A principal advogada do Goldman Sachs, Kathy Ruemmler, está deixando o banco de investimentos após a divulgação de e-mails que detalham sua relação pessoal e profissional com Jeffrey Epstein, o financista condenado por crimes sexuais. Sua saída será efetiva em 30 de junho, conforme comunicado de seu representante ao Business Insider.
Ruemmler, que ingressou no Goldman Sachs em 2020 após uma carreira de destaque no escritório de advocacia Latham & Watkins, afirmou em comunicado que sua função era "colocar os interesses do Goldman Sachs em primeiro lugar". O CEO do banco, David Solomon, declarou respeitar a decisão da executiva, destacando que ela foi "mentora e amiga de muitos de nossos funcionários".
E-mails revelam intimidade e troca de favores
Os documentos, liberados pelo Departamento de Justiça dos EUA no mês passado em cumprimento à Lei de Transparência dos Arquivos Epstein, mostram que Ruemmler compartilhava detalhes profundamente pessoais com Epstein e pedia conselhos sobre carreira e imóveis. Em uma troca de mensagens, ela se referia a ele como "Tio Jeffrey".
A advogada discutiu com ele um caso extraconjugal, agradeceu efusivamente por presentes como bolsas e sapatos de grife e pediu sua opinião sobre aceitar ou não a posição de Procuradora-Geral dos Estados Unidos durante o governo Obama. Em um e-mail de 2018, após receber uma bolsa de designer, escreveu: "Tão lindo e atencioso! Obrigada, Tio Jeffrey!!!".

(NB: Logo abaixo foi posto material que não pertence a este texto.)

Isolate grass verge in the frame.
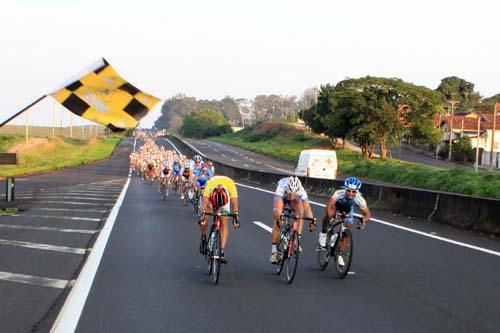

Assessoria profissional ao criminoso
Embora representantes do Goldman Sachs tenham afirmado que Ruemmler nunca representou Epstein pessoalmente como cliente, os e-mails revelam que ela ofereceu orientação jurídica para ele combater um processo movido por mulheres que o acusavam de abuso sexual. Ela também aconselhou o financista sobre como responder à imprensa às alegações de que abusou sexualmente de menores de idade.
O caso refere-se a uma tentativa de anular um acordo de não persecução firmado com promotores em 2008, ano em que Epstein se declarou culpado por crimes sexuais.
Reação do Goldman Sachs e arrependimento
No mês passado, após a divulgação dos e-mails, o porta-voz do Goldman Sachs, Tony Fratto, emitiu uma nota afirmando ser "bem sabido que Epstein frequentemente oferecia favores e presentes não solicitados a seus muitos contatos comerciais". A nota também destacou que Ruemmler teve uma "associação profissional" com Epstein quando era sócia de um grande escritório de advocacia e que "ela lamenta tê-lo conhecido".
A saída de Ruemmler ocorre em um momento de maior escrutínio sobre os vínculos entre figuras de elite e Jeffrey Epstein, cujo caso continua a gerar repercussões anos após sua morte na prisão, em 2019.